I recently decided that I would transfer all my files to a hanging/suspension system. However, I didn't want a tall 4 drawer filing cabinet, and despite much searching - I found nothing in the UK that fitted my requirements of being low profile, modular and expandable. I discovered several (expensive) "Filing Benches" in the US that looked good, but despite toying with the idea of making something similar - I thought I would leave it to someone with superior woodworking skills.
So this is what I settled on - A very sturdy, mobile filing system made with simple techniques that require very little DIY skill.
Have fun playing with the design - I welcome improvements and suggestions. If you make something similar - I'd be really interested to see your take on it.
Enjoy my first instructable!
Step 1: Tools Needed
Nails (panel pins)
Step 2: Materials Needed
(this is a standard size in the UK - i'm sure something similar can be substituted)
Cut four 255mm lengths :
- Measure & mark batons with measuring tape, pencil and set square.
- Affix batons to solid surface with two clamps - I used the edge of my kitchen table, but whatever you use will get damaged.
- Cut batons to length using wood saw.
"RILL" castors from Ikea
20mm x 4mm Steel Rod
(I bought 2 x 2metre lengths which allows me to make 3 boxes with some spare)
"SNACK" box from Ikea (56cm x 37cm x30cm)
Step 3: Construct "SNACK" Box
You can paint the plywood first if you want.
If you're feeling strangely peckish - you can have a snack of some description, maybe even a cup of tea. :)
Step 4: Cut Metal Rod to Size
- Measure with tape and mark using set square and pencil.
- Fix rod to table using two clamps
- Cut rod with hacksaw. It will take ages & get hot.
- Get rid of rough edges (preferably with a metal file - although I didn't have one so used the sharpening stone from my chisel set)
Step 5: Measure & Mark Slot Location on Batons
For the batons I was using - I worked out that 19mm from one side of the baton is where the slot should start, and it should end 4mm later (that being the thickness of the rod).
So work out where they should be & mark the slots with a pencil.
Step 6: Cut Slot Into Batons
I drilled, then chiseled, then hacksawed my batons into submission.
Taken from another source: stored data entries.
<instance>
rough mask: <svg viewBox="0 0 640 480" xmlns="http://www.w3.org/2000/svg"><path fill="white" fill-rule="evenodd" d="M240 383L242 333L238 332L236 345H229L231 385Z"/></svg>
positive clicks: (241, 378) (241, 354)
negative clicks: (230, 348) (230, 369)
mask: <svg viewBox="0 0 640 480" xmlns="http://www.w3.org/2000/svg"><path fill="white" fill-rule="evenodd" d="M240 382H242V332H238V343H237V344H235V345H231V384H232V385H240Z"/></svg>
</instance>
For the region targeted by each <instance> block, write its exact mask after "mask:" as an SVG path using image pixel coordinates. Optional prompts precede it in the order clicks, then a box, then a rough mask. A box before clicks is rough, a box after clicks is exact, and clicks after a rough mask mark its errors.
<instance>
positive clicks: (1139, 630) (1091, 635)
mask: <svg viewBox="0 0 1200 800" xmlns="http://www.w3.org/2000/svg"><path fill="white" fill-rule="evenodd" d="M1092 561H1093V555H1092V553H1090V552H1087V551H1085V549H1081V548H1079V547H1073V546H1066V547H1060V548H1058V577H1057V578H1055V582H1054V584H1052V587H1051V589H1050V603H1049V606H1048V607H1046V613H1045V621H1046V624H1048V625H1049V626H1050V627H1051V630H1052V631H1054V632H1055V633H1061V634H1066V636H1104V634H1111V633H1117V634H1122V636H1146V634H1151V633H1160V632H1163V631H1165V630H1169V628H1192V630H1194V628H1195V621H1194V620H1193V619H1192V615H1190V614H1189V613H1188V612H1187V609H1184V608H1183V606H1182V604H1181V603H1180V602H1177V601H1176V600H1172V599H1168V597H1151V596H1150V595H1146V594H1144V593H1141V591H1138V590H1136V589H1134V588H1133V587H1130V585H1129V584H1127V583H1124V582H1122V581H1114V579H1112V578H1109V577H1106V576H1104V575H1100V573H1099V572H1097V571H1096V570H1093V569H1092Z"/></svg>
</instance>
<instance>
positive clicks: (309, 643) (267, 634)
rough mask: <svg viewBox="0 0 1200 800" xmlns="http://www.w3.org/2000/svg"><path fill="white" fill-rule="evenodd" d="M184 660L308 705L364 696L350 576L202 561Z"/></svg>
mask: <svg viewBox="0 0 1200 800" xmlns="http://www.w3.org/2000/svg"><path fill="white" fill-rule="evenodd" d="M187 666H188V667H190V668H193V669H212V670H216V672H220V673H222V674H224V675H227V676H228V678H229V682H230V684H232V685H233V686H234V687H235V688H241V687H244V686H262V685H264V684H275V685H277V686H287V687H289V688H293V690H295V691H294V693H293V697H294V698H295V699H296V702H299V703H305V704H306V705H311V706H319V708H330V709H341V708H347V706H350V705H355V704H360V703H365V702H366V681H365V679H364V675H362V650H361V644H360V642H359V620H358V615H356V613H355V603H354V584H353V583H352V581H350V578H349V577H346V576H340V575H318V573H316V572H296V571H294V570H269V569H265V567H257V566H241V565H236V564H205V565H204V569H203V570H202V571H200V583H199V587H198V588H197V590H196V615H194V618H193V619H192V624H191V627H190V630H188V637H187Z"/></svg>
They loved it really.
Step 7: Glue and Clamp the Top of Batons
Clamp at top of baton and wedge remnant pieces of wood to push in the bottom.
Watch the glue ooze out from the edges.
Step 8: Nail Batons With Panel Pins
The screws on the other side of the box will scratch whatever they are resting on - so protect the surface if you care about it, or someone will probably shout at you.
Mind your delicate digits!
Step 9: Clamp/Wedge Batons Into Postition Until Glue Dries
As you can see - I have used a whole assortment of objets de'lying-around to wedge in and achieve a nice strong bond between the glue and the wood.
I left each baton to dry for an hour or so.
I also drank lots of tea.
Step 10: Attach Castors & Slot in Metal Rods/rails
Use narrow screws to avoid splintering the layers of laminated plywood - I opted for No4's at 3/4" long.
Attach "RILL" castors.
An electric screwdriver could be a godsend here. I prefer to use a ratcheting one since it give me slightly more control, but makes the whole thing slightly less tiring.
Slot the steel rods in - and hey presto, you have rails for hanging files on!
Step 11: Bask in the Glory of Your Finished Filing Drawer!
You could put some folders in there - and who knows, maybe even file some of those teetering stacks of paper.